Borough Council to discuss bond for rebuilding streets

November 16, 2004|by RICHARD F. BELISLE

WAYNESBORO, PA. - There's a map in Kevin Grubbs' office in Waynesboro Borough Hall that color-codes the 60 miles of borough streets in green, blue, black, red and yellow.

The streets represented by red could mean some hefty tax increases for borough residents.

Grubbs, assistant borough engineer, said Monday that the Borough Council has scheduled a special public meeting for 6:45 p.m. Wednesday at Waynesboro's Borough Hall to discuss floating an $8.9 million bond to pay for the total reconstruction of nearly half of the borough streets.
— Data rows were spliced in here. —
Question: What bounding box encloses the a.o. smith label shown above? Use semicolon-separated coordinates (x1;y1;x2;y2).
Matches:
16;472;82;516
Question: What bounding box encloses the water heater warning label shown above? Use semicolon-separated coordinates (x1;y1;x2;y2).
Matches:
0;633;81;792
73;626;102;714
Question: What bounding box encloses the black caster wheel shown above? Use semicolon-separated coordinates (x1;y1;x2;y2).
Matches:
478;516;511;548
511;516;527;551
Their condition is so bad that they need to be torn up and rebuilt, he said.

About 46 percent of the borough's streets show up in red on Grubbs' map.

The next-worst roads, those in black on the map, need new overlay. Grubbs estimated it would cost about $950,000. Those streets represent about 20 percent of the total.


The streets shown in blue, about 14 percent, need only minor repairs and the rest, those in green, are in good condition, according to the map.

Streets marked in yellow, including Main Street, are state-owned streets and are the responsibility of the Pennsylvania Department of Transportation.

Borough Councilman Dick George, chairman of the council's street committee, first mentioned the need for a public meeting about street conditions two weeks ago.

Wednesday's session will precede the council's regular meeting by 45 minutes.

"The infrastructure is not in good condition," George said in an interview last week. Residents on Park Street signed petitions this summer demanding that the council do something about the "deplorable" conditions on that street, he said.

"We started to look elsewhere and saw that a lot of the streets need immediate attention," George said. "I found that very little local tax money has been put into the streets over the years."

For the most part, he said, the only sections of the borough where the streets are in good condition are those that have been repaired through Community Development Block Grant funds that the borough receives every year. The rules require that block grant money be spent in areas where low- to moderate-income residents live.

The borough has been spending about $300,000 a year in block grant funds to repair roads in those sections, George said.

"The rest gets nothing," George said. "We're now at the point where quite a few streets have been let go and have to be rebuilt from the base up. That is very expensive."

He estimated that it will cost $250,000 to $300,000 to reconstruct a single block of borough street.

George said the borough has two options - do nothing and see the deterioration continue and the cost increase significantly, or start the process to correct the situation.

Grubbs said the work would have to be phased in over a period of at least 10 years.

The borough's street department is not capable of doing the work, he said.

"We don't have the large trucks, the equipment or the manpower," Grubbs said.